One consideration centers on our results is the role estrogen plays in the pathogenesis of PD. Even though the menopausal condition at experiment might be heterogeneous of the female PD patients in our cohort, the lifetime cumulative level of estrogen also played an important part in the pathogenesis of Parkinson’s disease [31, 32]. According to other’s reports, it is still a mystery as to the mechanism of estrogen acting on the dopaminergic system [33, 34]. In addition, the changes in other neurotransmitter systems, such as cholinergic, noradrenergic, serotonergic, also contribute to the multiple neuropsychological impairments. The interactions of these neurotransmitter systems make the role of estrogen even more complex. Another frequently-used theory to explain the gender differences is “cognitive reserve”, which posits that premorbid condition may generate distinctions in clinical presentation [35,36,37]. Although the subjects in our study have been adjusted for education, it may not be sufficient to rule out the impact of other socioeconomic factors such as occupation, income and social status. Thus better performance in verbal memory by female patients may indicate a larger cognitive reserve in this aspect. Likewise, advantages in naming by male patients may suggest a later onset of impairment and greater reserve of prefrontal function than female counterpart.

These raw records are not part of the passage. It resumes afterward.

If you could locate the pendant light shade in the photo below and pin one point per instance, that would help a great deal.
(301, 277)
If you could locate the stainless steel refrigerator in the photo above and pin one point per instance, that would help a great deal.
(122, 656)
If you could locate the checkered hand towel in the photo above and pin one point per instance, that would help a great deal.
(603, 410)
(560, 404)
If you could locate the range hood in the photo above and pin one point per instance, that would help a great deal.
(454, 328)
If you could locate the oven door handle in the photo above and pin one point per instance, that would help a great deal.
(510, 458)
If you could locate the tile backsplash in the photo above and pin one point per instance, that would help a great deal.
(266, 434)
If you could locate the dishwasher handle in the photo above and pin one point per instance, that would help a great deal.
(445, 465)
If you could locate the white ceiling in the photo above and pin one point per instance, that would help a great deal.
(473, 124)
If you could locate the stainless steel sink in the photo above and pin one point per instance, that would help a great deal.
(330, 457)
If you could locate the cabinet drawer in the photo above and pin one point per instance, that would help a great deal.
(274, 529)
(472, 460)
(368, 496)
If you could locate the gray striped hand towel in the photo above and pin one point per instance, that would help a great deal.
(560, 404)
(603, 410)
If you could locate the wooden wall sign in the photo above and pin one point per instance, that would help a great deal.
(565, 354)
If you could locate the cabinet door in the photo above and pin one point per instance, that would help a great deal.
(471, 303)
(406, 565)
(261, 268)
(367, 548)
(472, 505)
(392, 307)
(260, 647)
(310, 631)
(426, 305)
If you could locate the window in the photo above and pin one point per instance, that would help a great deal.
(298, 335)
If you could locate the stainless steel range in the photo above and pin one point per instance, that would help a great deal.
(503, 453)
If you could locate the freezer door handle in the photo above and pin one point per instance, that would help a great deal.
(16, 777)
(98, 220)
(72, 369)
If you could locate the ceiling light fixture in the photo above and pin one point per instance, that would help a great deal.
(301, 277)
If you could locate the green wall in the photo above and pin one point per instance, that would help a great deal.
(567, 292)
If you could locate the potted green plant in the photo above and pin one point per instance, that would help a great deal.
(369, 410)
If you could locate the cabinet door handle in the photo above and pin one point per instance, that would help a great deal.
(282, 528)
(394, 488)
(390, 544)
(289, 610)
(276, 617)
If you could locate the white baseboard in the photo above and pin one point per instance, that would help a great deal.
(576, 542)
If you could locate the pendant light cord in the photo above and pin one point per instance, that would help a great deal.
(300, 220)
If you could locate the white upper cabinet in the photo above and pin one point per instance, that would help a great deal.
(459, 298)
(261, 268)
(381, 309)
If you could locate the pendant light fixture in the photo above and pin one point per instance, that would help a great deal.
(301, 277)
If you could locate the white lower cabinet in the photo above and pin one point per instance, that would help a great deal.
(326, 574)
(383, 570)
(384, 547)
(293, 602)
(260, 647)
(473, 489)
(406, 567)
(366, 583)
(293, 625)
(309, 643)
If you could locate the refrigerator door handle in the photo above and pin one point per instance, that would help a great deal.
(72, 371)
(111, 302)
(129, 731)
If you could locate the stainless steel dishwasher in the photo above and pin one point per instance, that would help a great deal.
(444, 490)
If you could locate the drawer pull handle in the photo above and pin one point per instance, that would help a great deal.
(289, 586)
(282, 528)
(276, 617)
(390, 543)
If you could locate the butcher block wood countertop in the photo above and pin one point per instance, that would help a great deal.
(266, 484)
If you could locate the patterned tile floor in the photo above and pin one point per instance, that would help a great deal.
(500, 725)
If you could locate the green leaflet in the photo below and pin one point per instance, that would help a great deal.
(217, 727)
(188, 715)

The gender differences might also be associated with neural organization [38]. Some studies shown that greater bihemispheric representation were more prominent in women taking verbal memory task and men taking visuospatial task [39, 40]. Others found right hemispheric lateralization for males and bilateralization for females [41, 42]. Though no consensus has been reached, differences in neural lateralization render certain aspects of cognition more sensitive to neuropathological changes in a gender-specific manner, which lead to dissimilar manifestation in male and female patients.

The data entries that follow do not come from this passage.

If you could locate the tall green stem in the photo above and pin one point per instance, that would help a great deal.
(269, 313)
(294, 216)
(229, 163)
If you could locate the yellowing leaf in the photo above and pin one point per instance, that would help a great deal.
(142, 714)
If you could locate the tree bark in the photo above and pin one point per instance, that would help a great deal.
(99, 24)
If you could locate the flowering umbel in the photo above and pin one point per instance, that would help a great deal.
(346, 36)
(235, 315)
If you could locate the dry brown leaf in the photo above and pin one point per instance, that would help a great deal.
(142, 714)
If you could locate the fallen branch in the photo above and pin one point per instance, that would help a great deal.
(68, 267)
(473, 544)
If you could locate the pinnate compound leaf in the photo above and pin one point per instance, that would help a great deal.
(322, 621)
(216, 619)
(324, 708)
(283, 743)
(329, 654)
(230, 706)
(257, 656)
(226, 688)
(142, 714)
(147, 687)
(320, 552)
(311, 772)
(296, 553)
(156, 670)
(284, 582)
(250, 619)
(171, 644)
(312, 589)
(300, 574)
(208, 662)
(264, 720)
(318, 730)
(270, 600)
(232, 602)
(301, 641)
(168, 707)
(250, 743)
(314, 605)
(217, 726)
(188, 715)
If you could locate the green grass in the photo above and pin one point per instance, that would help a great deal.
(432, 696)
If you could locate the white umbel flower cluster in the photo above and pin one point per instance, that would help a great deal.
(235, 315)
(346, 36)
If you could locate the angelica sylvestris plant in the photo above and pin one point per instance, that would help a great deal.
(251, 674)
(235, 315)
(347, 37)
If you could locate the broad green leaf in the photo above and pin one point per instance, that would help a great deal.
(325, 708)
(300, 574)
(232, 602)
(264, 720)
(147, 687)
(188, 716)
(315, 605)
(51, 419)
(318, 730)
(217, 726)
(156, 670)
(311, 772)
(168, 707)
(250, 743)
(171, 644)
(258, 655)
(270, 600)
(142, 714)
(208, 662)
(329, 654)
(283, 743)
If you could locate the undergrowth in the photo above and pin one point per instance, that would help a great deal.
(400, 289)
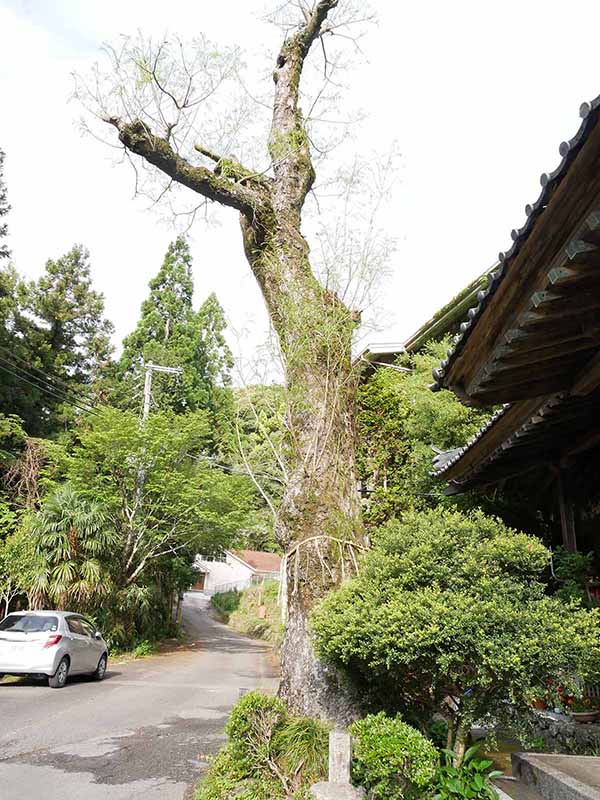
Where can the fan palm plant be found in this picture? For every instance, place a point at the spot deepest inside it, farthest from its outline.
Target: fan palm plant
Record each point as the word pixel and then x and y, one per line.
pixel 77 545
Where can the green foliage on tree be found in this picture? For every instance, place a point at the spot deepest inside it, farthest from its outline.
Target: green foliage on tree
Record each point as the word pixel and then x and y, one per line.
pixel 172 334
pixel 270 755
pixel 391 759
pixel 400 421
pixel 166 501
pixel 54 339
pixel 454 605
pixel 74 539
pixel 73 334
pixel 18 567
pixel 257 445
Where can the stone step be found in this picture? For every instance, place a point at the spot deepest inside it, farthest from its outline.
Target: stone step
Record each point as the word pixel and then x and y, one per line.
pixel 513 789
pixel 558 777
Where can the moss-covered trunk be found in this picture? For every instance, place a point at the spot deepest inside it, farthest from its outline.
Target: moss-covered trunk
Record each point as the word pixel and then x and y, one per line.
pixel 319 521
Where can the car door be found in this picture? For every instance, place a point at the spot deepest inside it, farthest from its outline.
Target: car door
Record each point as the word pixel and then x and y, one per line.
pixel 79 645
pixel 96 647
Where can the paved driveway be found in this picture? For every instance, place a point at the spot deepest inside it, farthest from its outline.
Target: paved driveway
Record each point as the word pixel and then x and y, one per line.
pixel 144 732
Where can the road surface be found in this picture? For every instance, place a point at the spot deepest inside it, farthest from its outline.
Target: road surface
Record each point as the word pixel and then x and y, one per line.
pixel 144 732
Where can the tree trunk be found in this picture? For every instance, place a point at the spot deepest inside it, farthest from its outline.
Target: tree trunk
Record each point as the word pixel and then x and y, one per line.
pixel 319 522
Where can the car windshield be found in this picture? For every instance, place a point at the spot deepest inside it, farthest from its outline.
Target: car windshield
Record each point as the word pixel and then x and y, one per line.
pixel 29 623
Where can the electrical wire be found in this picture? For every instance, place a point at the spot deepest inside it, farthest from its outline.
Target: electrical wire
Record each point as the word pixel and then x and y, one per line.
pixel 49 378
pixel 70 396
pixel 42 388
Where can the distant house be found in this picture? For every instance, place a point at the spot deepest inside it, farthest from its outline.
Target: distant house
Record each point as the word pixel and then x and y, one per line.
pixel 235 569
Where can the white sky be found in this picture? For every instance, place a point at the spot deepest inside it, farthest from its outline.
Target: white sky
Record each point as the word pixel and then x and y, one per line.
pixel 478 96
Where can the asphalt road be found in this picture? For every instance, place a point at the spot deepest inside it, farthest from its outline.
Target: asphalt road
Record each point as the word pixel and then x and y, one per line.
pixel 144 732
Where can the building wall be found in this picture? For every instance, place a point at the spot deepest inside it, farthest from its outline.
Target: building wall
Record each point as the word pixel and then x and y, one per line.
pixel 221 576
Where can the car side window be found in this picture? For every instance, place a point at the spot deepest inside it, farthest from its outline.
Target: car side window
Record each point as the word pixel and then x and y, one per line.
pixel 75 625
pixel 88 628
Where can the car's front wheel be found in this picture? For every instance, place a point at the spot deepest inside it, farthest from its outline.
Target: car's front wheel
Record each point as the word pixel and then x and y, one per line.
pixel 100 670
pixel 58 680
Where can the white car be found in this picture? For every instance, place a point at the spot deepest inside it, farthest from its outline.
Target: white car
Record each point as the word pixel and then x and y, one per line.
pixel 55 644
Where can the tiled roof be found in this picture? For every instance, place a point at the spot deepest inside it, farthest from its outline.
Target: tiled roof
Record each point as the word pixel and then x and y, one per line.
pixel 589 113
pixel 259 561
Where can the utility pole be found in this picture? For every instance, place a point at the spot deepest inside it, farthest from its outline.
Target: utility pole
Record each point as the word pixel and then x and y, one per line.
pixel 150 368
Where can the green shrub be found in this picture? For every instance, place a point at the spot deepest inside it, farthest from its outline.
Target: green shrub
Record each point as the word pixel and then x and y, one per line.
pixel 437 731
pixel 252 726
pixel 225 603
pixel 392 760
pixel 451 604
pixel 269 756
pixel 144 648
pixel 303 744
pixel 245 619
pixel 471 780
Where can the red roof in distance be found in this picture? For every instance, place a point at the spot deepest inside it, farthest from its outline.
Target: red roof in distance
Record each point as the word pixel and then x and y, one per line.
pixel 259 561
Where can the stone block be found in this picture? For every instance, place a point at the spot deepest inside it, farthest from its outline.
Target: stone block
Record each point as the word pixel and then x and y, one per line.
pixel 336 791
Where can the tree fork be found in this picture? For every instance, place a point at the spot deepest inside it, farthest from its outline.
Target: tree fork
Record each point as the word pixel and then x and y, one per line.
pixel 320 511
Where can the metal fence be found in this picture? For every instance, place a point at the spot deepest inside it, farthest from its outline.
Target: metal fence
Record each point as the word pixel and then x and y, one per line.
pixel 256 580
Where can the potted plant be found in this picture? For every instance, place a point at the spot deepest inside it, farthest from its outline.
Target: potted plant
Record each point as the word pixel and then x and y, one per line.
pixel 582 710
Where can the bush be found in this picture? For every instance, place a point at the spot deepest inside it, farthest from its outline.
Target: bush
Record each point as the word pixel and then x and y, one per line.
pixel 470 780
pixel 392 760
pixel 225 603
pixel 144 648
pixel 245 619
pixel 270 755
pixel 252 726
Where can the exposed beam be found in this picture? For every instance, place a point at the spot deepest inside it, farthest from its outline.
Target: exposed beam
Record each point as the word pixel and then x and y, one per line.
pixel 588 378
pixel 567 514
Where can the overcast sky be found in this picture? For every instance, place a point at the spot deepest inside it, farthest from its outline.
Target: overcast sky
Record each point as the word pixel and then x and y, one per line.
pixel 478 96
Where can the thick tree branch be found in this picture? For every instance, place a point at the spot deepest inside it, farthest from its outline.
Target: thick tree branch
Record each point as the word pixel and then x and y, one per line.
pixel 157 151
pixel 288 143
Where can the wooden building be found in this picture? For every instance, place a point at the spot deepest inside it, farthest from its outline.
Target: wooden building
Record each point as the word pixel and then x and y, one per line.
pixel 531 347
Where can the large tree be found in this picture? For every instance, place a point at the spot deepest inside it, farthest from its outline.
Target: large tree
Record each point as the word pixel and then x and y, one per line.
pixel 153 102
pixel 68 336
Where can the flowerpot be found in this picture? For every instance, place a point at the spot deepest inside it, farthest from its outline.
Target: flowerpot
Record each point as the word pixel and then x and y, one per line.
pixel 585 716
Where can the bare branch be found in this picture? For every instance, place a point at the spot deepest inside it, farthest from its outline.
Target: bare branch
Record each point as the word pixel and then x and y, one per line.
pixel 157 151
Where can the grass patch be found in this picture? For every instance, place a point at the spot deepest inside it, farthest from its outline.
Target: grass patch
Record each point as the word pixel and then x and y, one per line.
pixel 270 755
pixel 225 603
pixel 248 619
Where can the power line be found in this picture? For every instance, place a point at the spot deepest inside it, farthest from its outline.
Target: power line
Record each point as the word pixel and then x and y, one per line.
pixel 42 388
pixel 71 395
pixel 49 377
pixel 213 461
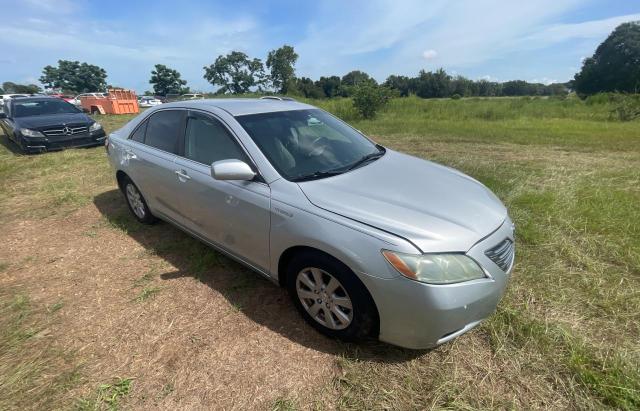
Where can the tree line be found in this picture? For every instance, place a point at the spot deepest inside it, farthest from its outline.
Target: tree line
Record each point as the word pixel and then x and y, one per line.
pixel 614 67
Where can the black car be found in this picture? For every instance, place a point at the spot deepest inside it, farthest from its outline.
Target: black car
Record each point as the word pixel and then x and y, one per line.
pixel 38 124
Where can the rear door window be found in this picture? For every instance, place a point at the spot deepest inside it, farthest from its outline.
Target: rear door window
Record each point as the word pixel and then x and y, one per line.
pixel 164 130
pixel 207 141
pixel 138 135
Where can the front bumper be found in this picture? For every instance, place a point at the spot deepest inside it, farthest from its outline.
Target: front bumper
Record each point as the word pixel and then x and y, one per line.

When interpreting these data, several limitations should be acknowledged. First of all, the relatively small sample size may limit the generalization of these data. As several studies pointed out, normal elderly women performed better in tests involving verbal components [37, 43].Thus, whether female PD patients’ better performance in RVLT-long delayed cued recall was due to the influence of the disease needs further study with larger sample size. Secondly, as Cronin-Golomb described, side of disease onset may also influence the cognition of the patients [44]. Should this be the case, more detailed division of participants by both gender and side of disease onset would provide stronger evidence. Finally, another limitation is the influence of medication. Though anticholinergic medications were ruled out and levodopa equivalent dose were well matched between groups, the underlying effect of dopaminergic medication may still change the natural pathological development of neurodegeneration.

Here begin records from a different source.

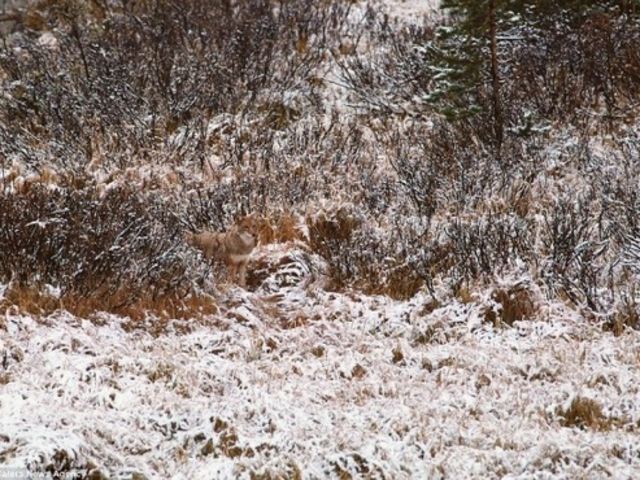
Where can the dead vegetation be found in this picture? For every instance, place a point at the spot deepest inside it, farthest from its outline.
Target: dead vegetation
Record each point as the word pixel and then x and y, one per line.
pixel 114 140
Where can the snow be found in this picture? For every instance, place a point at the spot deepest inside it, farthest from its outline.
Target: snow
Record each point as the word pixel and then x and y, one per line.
pixel 356 386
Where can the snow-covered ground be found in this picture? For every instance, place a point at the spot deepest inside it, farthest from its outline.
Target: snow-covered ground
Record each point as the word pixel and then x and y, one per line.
pixel 298 382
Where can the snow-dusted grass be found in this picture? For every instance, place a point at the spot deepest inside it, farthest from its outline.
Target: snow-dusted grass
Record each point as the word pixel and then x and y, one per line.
pixel 362 387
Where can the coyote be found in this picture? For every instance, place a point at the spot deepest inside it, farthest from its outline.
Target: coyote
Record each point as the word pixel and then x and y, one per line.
pixel 233 246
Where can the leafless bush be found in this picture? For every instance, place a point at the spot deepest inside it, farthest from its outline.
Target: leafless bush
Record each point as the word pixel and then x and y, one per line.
pixel 114 250
pixel 577 63
pixel 125 78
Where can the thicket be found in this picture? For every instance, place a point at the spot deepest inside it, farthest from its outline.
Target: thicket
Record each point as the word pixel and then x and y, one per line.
pixel 397 195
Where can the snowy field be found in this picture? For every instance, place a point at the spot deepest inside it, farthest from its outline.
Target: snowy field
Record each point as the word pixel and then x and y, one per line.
pixel 297 382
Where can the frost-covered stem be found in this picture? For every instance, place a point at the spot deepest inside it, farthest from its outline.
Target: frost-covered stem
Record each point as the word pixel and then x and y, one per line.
pixel 495 77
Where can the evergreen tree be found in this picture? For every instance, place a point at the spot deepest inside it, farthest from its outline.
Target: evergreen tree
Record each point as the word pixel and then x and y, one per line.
pixel 466 60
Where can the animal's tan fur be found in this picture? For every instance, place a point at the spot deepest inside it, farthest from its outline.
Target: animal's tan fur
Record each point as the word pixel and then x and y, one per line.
pixel 233 247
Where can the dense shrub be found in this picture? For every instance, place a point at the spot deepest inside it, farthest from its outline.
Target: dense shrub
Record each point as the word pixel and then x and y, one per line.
pixel 114 250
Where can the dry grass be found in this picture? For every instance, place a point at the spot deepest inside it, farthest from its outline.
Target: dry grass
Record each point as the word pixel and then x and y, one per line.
pixel 516 303
pixel 30 300
pixel 585 413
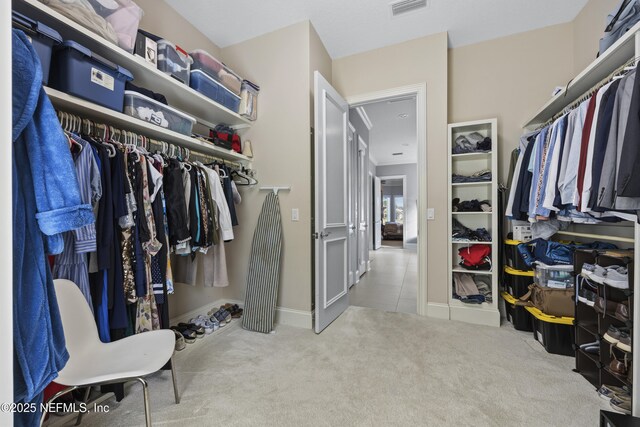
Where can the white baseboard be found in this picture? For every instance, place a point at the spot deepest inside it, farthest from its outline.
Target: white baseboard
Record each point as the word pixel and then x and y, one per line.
pixel 478 316
pixel 284 316
pixel 438 310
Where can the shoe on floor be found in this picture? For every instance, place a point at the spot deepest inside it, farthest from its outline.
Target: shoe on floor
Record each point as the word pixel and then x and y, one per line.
pixel 612 336
pixel 617 277
pixel 609 391
pixel 180 342
pixel 624 341
pixel 621 405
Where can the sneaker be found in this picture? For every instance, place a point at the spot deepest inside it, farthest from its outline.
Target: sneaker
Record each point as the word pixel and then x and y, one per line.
pixel 617 277
pixel 587 297
pixel 621 405
pixel 624 341
pixel 587 270
pixel 609 391
pixel 612 336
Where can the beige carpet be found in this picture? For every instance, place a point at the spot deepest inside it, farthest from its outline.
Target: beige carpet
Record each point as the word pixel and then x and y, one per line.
pixel 368 368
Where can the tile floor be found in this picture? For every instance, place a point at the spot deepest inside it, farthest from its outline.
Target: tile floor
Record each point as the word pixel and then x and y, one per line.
pixel 392 283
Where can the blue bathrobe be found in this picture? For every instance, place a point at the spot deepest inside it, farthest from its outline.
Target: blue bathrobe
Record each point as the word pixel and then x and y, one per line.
pixel 46 203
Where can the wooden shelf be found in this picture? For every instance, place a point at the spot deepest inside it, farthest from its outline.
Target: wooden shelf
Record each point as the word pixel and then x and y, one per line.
pixel 463 184
pixel 457 269
pixel 472 156
pixel 617 55
pixel 71 104
pixel 206 111
pixel 469 242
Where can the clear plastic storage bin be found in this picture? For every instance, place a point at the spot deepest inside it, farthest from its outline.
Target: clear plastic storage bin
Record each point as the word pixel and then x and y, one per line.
pixel 210 88
pixel 79 72
pixel 554 276
pixel 174 61
pixel 152 111
pixel 249 100
pixel 213 68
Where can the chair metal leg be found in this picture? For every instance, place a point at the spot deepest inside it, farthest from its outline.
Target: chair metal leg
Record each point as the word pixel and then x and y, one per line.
pixel 147 407
pixel 55 396
pixel 175 381
pixel 85 400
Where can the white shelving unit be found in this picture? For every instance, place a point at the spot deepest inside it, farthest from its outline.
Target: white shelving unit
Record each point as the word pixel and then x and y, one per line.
pixel 625 49
pixel 467 164
pixel 206 111
pixel 71 104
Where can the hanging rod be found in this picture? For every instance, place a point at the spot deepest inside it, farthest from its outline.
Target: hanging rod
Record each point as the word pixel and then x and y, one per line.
pixel 597 236
pixel 275 189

In conclusion, our study indicates that cognitive impairment was common in PD patients even in the absence of dementia. PD patients who underwent anti-parkinsonian treatment had worse cognitive impairment than untreated ones. In light of the above mentioned observations, we hypothesized that genders may have a different presentation of cognitive impairment in PD patients. Sex influences on brain anatomy, chemistry and functions are poorly understood. Increased knowledge on possible gender effects in PD would provide an enhanced insight in underlying pathological mechanisms, and has potential implications for the diagnosis and treatment of PD.